Bei gemäßigten Parteifreunden stößt Ashley damit allerdings auf wenig Gegenliebe. Manche von ihnen fürchten nach einem Sturz Johnsons eine noch stärkere Radikalisierung der weißen Südstaaten-Bevölkerung. Tatsächlich verzeichnet der Ende 1865 von ehemaligen Offizieren der Konföderierten-Armee gegründete Ku-Klux-Klan in Staaten wie Georgia, Alabama oder Tennessee enormen Zulauf und verfügt Anfang 1867 angeblich bereits über mehrere hunderttausend Mitglieder. Mit der Wahl des Ex-Südstaaten-Generals Nathan Bedford Forrest zum „Großen Hexenmeister“ gibt sich der für zahlreiche Morde an Schwarzen und mit den Republikanern sympathisierenden „Scalawags“ verantwortliche Geheimbund daraufhin erstmals eine überregionale Struktur. Vor diesem Hintergrund scheitert letztlich Johnsons Abwahl – wenn auch denkbar knapp. Bei der entscheidenden Abstimmung am 16. Mai 1868 fehlt lediglich eine einzige Stimme.

Dass die Auseinandersetzungen auf der anderen Seite des Atlantiks in Heinrichs Familie im Detail verfolgt werden, ist eher unwahrscheinlich. Etwas genauer als andere dürften Vater Hermann und Mutter Gesine allerdings schon hinschauen, denn Heinrichs ältester Halbbruder Hermann Jr. ist Anfang 1864 noch während des Bürgerkriegs in die USA ausgewandert und lebt seither in Iowa.

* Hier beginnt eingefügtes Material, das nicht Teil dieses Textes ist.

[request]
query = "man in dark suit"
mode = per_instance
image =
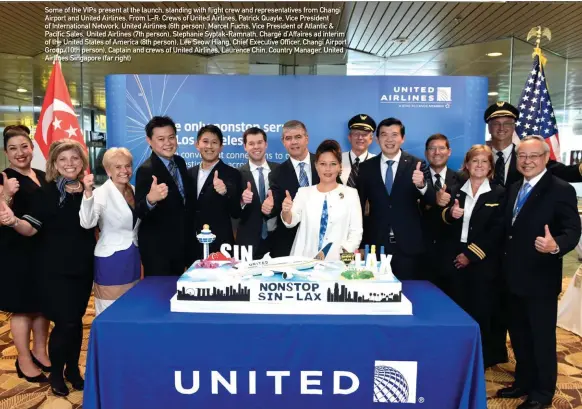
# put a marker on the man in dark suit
(254, 226)
(500, 118)
(392, 184)
(443, 180)
(163, 196)
(541, 226)
(217, 187)
(297, 171)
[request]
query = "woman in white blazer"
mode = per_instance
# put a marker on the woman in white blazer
(328, 212)
(112, 207)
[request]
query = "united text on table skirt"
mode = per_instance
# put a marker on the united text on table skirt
(143, 356)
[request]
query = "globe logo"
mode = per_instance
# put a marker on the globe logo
(389, 385)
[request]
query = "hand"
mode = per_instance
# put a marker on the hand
(88, 182)
(418, 177)
(461, 261)
(157, 192)
(287, 203)
(11, 186)
(546, 244)
(456, 211)
(247, 196)
(268, 203)
(6, 214)
(443, 198)
(218, 184)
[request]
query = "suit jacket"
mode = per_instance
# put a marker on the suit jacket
(108, 207)
(485, 232)
(166, 229)
(398, 211)
(569, 173)
(551, 202)
(282, 179)
(214, 209)
(251, 218)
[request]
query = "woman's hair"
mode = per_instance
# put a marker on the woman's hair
(113, 153)
(15, 130)
(474, 151)
(59, 147)
(331, 146)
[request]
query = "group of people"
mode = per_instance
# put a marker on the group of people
(490, 236)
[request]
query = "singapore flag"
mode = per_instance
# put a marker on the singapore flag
(57, 117)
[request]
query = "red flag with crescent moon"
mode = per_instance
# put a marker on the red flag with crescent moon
(57, 116)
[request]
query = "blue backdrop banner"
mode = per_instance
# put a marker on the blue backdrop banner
(452, 106)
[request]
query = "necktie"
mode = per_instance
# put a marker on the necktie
(389, 178)
(521, 198)
(354, 173)
(500, 169)
(262, 195)
(303, 181)
(174, 172)
(437, 184)
(323, 224)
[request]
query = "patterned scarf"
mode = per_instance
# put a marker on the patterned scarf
(62, 182)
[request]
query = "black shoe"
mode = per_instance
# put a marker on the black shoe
(58, 385)
(33, 379)
(532, 404)
(512, 392)
(42, 367)
(74, 377)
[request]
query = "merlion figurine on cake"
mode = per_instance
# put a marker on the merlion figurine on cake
(290, 285)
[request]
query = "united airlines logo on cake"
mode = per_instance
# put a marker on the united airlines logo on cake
(419, 96)
(395, 381)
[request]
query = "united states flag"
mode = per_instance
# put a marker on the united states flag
(536, 113)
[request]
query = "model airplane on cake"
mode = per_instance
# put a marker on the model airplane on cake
(288, 266)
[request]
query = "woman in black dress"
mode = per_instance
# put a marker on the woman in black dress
(18, 293)
(65, 254)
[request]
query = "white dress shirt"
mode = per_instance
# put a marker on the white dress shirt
(307, 167)
(344, 225)
(348, 159)
(272, 222)
(108, 207)
(506, 157)
(470, 202)
(202, 176)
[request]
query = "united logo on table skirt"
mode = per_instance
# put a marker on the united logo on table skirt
(395, 381)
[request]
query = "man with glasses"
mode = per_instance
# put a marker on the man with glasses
(500, 118)
(541, 226)
(362, 127)
(297, 171)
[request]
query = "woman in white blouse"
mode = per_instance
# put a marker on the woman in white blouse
(473, 230)
(112, 206)
(328, 212)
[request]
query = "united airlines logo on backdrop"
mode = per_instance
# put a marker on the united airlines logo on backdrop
(395, 381)
(419, 97)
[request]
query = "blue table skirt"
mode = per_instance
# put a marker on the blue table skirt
(137, 345)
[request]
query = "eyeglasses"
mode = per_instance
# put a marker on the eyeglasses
(434, 149)
(532, 156)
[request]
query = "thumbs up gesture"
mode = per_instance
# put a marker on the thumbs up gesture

Der zweite Halbbruder Johann Hinrich nimmt nur wenige Monate nach Heinrichs Geburt denselben Weg, und schon im April 1869 steht der nächste Abschied an: Auch Halbschwester Mette und Bruder Johann Christian machen sich bereit für die große Überfahrt. Dabei scheint insbesondere Heinrich und der damals 15-jährigen Mette die Trennung voneinander schwerzufallen: Erzählungen aus der Familie zufolge verbindet beide seit Heinrichs Geburt ein sehr inniges Verhältnis.

Heinrichs im Dezember 1871 geborener Bruder Johann Diedrich stirbt – wie zuvor schon der ältere Bruder Heinrich Diedrich – wenige Wochen nach der Entbindung. Gemäß dem Jüngstenrecht in der Gemeinde Hude wäre Heinrich also legitimer Erbe des 1793 begründeten Brockshus-Hofes. Ob der Antritt dieses Erbes je eine Option ist, lässt sich heute nicht mehr mit Gewissheit sagen. Doch obwohl nahezu parallel zu Johann Diedrichs Tod die Nachricht aus den USA eintrifft, dass Halbbruder Johann Hinrich nur fünf Jahre nach seiner Auswanderung in Iowa verstorben ist, scheinen die sonstigen Botschaften von der anderen Seite des Atlantiks ganz überwiegend positiver Natur zu sein. Vermutlich steht deshalb für Heinrichs Eltern schon vor dessen Einschulung fest, die Verbindung zum immer noch sehr obrigkeitsstaatlich regierten Deutschland über kurz oder lang ganz zu kappen und mit der kompletten Familie auszuwandern. Dass in diesen Überlegungen der beim Verkauf des Hofes zu erzielende Kaufpreis eine wichtige Rolle bei der Finanzierung der Schiffs-Tickets spielt, liegt auf der Hand.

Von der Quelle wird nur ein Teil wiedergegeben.